Overall structure of the nsp3 CoV-Y domain
The CoV-Y domain of SARS-CoV-2 nsp3 has a twisted structure resembling a letter V with linear dimensions of approximately 60 Å × 50 Å × 32 Å (Fig. 1b,c). The protein is organized into three distinct subdomains (Y2, Y3 and Y4) with a deep cleft in the middle; previous proteomic analysis suggested that the CoV-Y domain of SARS-CoV nsp3 consists of two subdomains27. The N-terminal Y2 subdomain (residues 1665–1763) is dominated by six β strands (S21–S26) arranged into two nearly orthogonal β sheets (S21↑S26↑S25↑ on one sheet and S22↑S23↓S24↑ on the other) to form a β sandwich-like structure packed across a hydrophobic core (Fig. 2a). A 16-residue α helix (H23) connecting strands S25 and S26 stacks on the exposed side of the parallel sheet, whereas three short 310 helices (H21, H22 and H24) surround the open side of the β sandwich.
The middle Y3 subdomain (residues 1764–1847) adopts a compact α helical fold composed of a three-helix bundle (H31–H33) packing against the 4th helix (H34) with an axial tilt of ~ 60° (Fig. 2b). The antiparallel helix bundle has a down-up-down topology, of which three helices interact over four turns and bury 2729 Å2, equivalent to 49% of their combined total accessible surface area. A cluster of aromatic side chains (Phe1773, Tyr1776, Phe1780, Phe1784, Phe1815 and Phe1823) forms a twisted ladder in the central core of the helix buddle stabilizing interactions between three helices. All four helices of the Y3 subdomain are largely amphipathic, with polar and charged residues on the outside and nonpolar side chains buried inside (Fig. 2b).

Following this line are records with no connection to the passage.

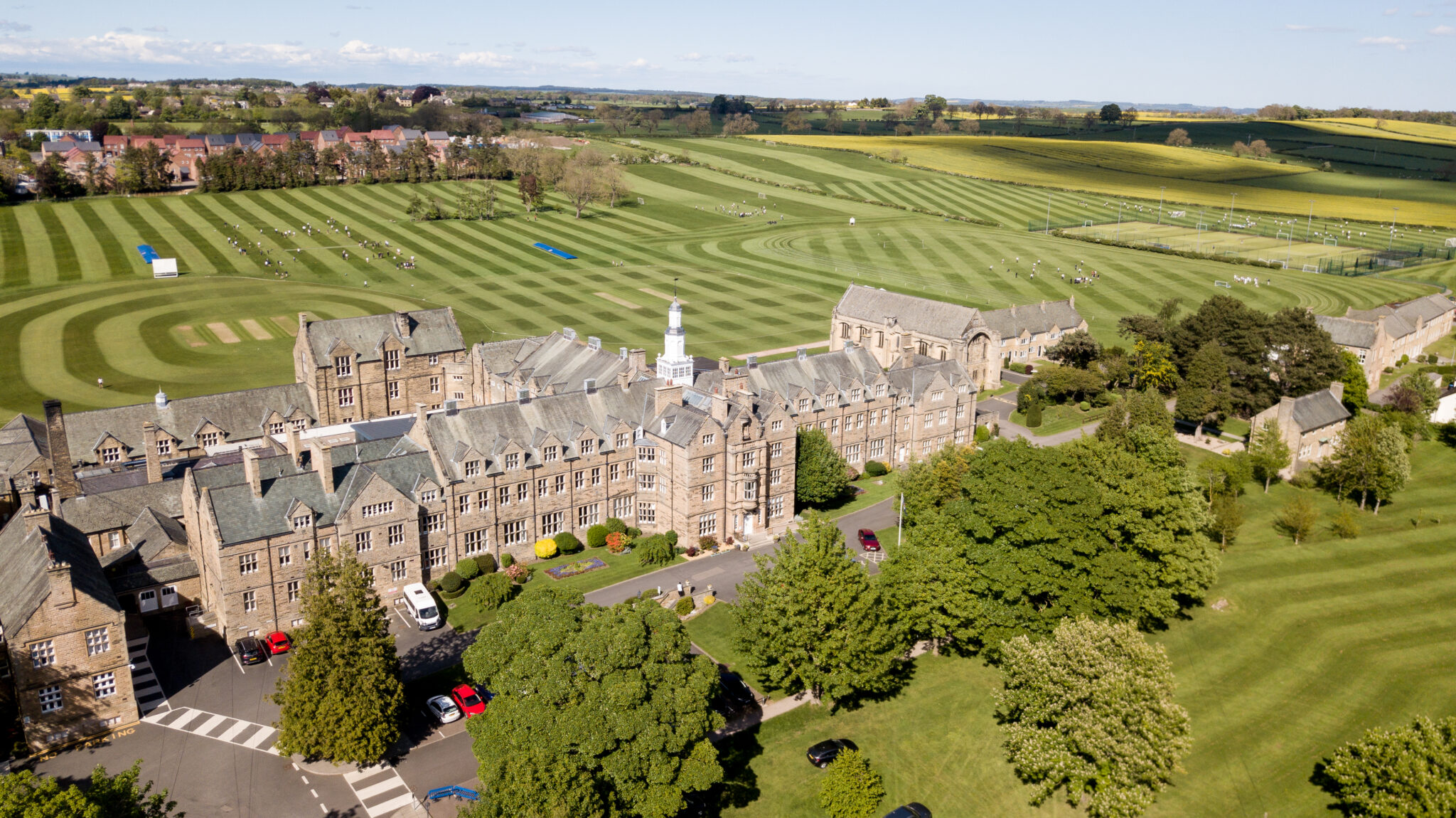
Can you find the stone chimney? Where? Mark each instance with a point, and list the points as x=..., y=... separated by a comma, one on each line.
x=63, y=477
x=149, y=435
x=294, y=446
x=251, y=472
x=668, y=396
x=322, y=463
x=58, y=577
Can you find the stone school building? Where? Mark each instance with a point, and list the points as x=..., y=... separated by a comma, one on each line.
x=407, y=447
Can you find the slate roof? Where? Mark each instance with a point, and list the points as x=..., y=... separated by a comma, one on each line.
x=1318, y=410
x=1034, y=319
x=239, y=414
x=555, y=361
x=912, y=312
x=434, y=332
x=107, y=511
x=242, y=517
x=1349, y=332
x=25, y=556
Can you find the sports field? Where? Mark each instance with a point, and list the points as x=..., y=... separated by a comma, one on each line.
x=1311, y=645
x=80, y=304
x=1192, y=176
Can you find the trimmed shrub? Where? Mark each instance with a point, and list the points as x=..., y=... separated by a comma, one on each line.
x=468, y=568
x=568, y=543
x=491, y=591
x=451, y=585
x=596, y=536
x=654, y=551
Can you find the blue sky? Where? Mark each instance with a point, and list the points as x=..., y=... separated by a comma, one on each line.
x=1391, y=54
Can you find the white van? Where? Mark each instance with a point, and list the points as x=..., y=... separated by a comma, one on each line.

The C-terminal Y4 subdomain (residues 1848–1945) consists of a α/β fold with two three-stranded β sheets (S41↑S45↑S44↑ and S42↓S43↓S46↑) in the center flanked by three α helices (H42–H44) and a 310 helix (H41) (Fig. 2c). The two β sheets run alongside each other with a tilt of ~ 30° and are stabilized mainly by electrostatic and side-chain hydrogen-bonding interactions between S44 and S42. Two helix pairs (H41/H42 and H44/H45) pack against one face of the β sheets to form a dome-like structure that is lined with a network of hydrophobic side chains in its core (Fig. 2c).

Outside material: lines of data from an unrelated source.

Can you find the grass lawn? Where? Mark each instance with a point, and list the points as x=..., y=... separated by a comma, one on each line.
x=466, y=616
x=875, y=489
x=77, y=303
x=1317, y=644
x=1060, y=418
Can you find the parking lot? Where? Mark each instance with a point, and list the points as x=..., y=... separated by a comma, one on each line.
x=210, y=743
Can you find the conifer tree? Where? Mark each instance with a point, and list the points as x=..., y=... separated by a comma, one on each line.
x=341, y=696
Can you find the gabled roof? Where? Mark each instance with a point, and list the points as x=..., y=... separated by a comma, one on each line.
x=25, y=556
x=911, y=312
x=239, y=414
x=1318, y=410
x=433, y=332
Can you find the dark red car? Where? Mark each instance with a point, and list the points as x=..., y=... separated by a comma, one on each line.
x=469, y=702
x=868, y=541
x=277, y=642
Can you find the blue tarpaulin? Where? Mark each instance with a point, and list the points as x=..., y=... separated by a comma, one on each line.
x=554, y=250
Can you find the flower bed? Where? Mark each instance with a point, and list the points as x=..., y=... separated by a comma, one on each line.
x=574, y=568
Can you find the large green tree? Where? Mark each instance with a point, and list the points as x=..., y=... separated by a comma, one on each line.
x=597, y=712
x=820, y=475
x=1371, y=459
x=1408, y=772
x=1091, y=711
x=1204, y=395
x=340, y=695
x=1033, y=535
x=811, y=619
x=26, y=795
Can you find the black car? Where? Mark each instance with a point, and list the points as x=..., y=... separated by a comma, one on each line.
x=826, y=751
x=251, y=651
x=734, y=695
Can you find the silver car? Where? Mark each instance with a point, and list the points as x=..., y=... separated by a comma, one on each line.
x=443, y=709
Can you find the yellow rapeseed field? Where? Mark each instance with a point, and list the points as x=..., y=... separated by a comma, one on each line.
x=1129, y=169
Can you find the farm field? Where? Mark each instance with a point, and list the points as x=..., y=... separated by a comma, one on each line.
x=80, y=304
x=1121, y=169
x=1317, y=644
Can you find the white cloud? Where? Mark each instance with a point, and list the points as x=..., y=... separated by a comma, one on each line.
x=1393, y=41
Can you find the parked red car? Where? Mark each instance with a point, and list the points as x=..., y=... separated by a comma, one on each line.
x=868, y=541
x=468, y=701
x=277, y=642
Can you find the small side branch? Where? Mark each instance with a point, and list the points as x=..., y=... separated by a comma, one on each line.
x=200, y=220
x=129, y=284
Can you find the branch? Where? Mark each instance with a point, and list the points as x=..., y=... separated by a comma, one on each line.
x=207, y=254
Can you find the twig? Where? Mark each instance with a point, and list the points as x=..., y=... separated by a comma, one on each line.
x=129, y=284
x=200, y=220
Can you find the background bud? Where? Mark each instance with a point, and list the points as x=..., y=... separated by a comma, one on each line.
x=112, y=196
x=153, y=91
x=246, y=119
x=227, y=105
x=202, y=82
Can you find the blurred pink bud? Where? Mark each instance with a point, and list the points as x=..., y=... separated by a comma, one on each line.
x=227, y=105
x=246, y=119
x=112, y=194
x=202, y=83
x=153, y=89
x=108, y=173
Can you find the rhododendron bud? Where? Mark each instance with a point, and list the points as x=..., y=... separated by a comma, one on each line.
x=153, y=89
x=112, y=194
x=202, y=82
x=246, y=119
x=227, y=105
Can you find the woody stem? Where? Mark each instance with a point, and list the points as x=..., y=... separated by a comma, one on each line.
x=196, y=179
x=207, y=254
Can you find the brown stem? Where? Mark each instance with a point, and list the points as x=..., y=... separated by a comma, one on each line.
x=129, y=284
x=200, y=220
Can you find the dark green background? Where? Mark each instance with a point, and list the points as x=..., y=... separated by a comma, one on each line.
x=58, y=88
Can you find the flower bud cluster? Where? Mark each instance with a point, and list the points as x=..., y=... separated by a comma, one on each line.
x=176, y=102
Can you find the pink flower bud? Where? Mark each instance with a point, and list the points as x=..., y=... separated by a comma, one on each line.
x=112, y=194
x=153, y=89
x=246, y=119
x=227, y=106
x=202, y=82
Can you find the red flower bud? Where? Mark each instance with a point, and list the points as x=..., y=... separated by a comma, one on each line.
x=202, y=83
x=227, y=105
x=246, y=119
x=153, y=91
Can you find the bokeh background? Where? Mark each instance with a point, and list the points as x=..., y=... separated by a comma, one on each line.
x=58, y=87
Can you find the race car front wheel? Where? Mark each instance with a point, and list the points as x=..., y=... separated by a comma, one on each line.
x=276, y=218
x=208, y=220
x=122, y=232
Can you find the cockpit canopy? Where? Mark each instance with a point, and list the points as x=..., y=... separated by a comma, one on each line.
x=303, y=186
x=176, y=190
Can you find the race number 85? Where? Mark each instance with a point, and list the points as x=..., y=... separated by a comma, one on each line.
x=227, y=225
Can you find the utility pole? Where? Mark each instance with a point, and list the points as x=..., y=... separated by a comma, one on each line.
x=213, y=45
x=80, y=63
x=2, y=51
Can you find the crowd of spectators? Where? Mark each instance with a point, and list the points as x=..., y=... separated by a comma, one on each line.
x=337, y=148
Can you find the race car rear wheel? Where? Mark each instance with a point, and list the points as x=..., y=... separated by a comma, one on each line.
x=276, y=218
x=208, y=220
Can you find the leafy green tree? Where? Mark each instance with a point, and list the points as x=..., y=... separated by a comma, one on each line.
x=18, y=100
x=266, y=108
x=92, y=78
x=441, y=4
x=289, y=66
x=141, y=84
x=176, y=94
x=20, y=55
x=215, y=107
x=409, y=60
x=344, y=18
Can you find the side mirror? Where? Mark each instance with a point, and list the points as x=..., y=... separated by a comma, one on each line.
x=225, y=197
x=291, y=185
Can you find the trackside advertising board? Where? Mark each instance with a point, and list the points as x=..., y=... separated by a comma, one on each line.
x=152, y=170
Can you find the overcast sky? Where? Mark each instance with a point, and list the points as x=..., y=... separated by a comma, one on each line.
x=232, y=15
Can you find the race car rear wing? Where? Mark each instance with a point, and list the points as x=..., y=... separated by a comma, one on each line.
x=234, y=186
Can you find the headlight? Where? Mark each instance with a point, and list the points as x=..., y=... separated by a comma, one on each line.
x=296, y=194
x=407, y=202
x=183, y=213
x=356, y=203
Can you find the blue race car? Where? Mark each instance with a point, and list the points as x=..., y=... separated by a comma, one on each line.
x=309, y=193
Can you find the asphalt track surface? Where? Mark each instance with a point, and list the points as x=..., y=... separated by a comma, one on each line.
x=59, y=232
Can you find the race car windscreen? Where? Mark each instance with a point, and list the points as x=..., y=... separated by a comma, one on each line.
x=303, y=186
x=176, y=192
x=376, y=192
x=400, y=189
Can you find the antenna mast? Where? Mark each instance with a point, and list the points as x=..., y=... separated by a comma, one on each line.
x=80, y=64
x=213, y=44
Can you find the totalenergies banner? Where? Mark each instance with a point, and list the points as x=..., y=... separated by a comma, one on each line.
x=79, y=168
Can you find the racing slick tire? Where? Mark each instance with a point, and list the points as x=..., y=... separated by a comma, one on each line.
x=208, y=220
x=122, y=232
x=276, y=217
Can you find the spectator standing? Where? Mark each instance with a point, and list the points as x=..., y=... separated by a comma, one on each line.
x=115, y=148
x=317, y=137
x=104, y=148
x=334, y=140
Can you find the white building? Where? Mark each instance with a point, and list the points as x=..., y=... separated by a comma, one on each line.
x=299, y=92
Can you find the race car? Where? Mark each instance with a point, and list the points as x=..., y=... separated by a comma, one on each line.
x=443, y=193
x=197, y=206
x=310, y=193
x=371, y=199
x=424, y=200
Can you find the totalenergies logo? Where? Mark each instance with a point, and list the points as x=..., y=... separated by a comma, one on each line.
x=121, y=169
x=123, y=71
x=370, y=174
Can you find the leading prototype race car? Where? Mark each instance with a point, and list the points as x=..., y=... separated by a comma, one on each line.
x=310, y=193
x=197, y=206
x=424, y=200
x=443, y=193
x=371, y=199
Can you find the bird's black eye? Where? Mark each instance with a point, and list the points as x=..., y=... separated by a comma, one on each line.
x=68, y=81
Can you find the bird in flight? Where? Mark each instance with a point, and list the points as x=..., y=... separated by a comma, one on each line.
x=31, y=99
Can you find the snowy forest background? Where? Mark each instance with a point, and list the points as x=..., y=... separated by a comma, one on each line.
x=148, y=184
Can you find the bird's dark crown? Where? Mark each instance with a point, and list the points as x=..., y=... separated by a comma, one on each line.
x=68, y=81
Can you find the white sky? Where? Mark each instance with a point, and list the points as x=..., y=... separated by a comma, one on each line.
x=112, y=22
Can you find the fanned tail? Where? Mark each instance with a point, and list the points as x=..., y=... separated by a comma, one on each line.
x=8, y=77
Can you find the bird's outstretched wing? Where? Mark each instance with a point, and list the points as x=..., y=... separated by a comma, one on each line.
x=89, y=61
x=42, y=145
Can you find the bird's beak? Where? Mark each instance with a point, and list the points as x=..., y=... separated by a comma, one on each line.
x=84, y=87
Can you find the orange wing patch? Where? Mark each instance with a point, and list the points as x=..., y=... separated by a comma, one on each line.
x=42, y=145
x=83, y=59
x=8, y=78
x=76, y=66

Among three subdomains, Y2 and Y3 are held together by a short linker and a polar interface between the antiparallel sheet of Y2 and the helix bundle of Y3. Y4 packs tightly against Y3 and the Y3–Y4 interface is dominated by hydrophobic interactions between H34 of Y3 and H44 and S45 of Y4. On the other hand, there is only minimal interaction between Y2 and Y4 with the side chains of Gln1769 (Y2) and Lys1909 (Y4) forming a salt bridge crossing the middle of the cleft. Importantly, the secondary structures of CoV-Y observed in the crystal structure are in excellent agreement with the secondary-structure elements predicted from the assigned backbone and Cβ chemical shifts except for the extreme C-terminal region26, indicating that CoV-Y adopts a similar fold in solution (Fig. 2d).

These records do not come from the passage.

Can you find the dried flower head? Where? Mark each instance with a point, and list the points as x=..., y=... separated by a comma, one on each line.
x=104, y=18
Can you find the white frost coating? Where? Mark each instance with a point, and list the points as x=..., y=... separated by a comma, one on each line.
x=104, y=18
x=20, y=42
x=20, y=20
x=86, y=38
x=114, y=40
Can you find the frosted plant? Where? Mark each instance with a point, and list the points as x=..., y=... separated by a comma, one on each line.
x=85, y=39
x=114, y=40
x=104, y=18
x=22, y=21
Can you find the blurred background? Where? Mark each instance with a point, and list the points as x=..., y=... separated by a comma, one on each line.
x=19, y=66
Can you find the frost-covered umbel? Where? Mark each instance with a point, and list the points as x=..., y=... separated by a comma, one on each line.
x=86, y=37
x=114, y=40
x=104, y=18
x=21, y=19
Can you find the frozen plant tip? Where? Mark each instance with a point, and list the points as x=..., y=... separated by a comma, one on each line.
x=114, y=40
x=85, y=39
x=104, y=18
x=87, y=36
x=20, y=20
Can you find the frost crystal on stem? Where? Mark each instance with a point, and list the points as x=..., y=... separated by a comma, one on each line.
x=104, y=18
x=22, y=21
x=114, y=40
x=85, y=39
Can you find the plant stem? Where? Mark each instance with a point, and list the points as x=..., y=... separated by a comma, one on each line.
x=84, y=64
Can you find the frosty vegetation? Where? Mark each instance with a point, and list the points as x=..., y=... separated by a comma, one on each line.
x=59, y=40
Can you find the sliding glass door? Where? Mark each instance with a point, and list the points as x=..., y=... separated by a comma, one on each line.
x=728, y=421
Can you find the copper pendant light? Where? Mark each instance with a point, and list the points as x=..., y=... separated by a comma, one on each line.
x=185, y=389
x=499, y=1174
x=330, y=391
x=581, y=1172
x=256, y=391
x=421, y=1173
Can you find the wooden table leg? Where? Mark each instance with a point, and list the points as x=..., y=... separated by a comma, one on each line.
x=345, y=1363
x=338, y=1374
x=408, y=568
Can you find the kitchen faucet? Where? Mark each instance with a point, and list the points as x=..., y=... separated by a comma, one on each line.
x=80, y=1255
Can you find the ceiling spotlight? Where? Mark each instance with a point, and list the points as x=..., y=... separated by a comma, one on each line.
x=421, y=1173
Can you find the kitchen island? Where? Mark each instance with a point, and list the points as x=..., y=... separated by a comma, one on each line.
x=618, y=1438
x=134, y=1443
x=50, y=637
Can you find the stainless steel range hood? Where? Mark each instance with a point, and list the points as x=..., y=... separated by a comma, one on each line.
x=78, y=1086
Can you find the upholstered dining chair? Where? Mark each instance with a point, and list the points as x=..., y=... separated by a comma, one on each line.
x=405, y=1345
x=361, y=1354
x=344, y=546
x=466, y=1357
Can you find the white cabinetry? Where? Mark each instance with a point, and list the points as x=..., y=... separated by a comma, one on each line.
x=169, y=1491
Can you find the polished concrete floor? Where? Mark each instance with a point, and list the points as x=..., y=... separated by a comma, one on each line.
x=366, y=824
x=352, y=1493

The monomeric structure of CoV-Y is unique
The overall structure of CoV-Y reveals a peculiar topology without a high-degree of similarity to any known fold in the Protein Data Bank (PDB). A hierarchical search against the PDB and the AlphaFold database using Dali28 failed to reveal any other proteins with a topology significantly similar to that of CoV-Y [Z-scores > 10; root-mean-square deviation (rmsd) < 10 Å]. Interestingly, a relatively remote similarity was found with a number of AAA + ATPase domain-containing proteins in various organisms (Z-scores ~ 7; rmsd ~ 10 Å). The characteristic feature of AAA + proteins is a structurally conserved ATP-binding module that assembles into oligomeric ring-like complexes in which large subdomains (AAA-LD) combine to form the AAA ring and the small subdomains (AAA-SD) form the protrusions as in a pinwheel29. The individual subdomains of CoV-Y can be superimposed rather poorly with two AAA domain pairs of Schizosaccharomyces pombe Mdn1, an AAA-containing protein essential for ribosome biogenesis30. The secondary-structure elements of Y2 and Y4 of CoV-Y show certain structural resemblance with the AAA-LD, whereas the helical Y3 subdomain shares a fair degree of similarity with the AAA-SD of Mdn1 (PDB ID: 6ORB); CoV-Y and Mdn1 share a 5.5% sequence identity and display a 5.4-Å rmsd for 109 corresponding Cα atoms (Supplementary Fig. S4a). Although the spatial arrangement of three CoV-Y subdomains is well aligned with two neighboring AAA-LDs and an associated AAA-SD of Mdn1, their respective hydrophobic cores and potential ligand binding pockets are quite distinct, indicating that an evolutionary relationship is unlikely.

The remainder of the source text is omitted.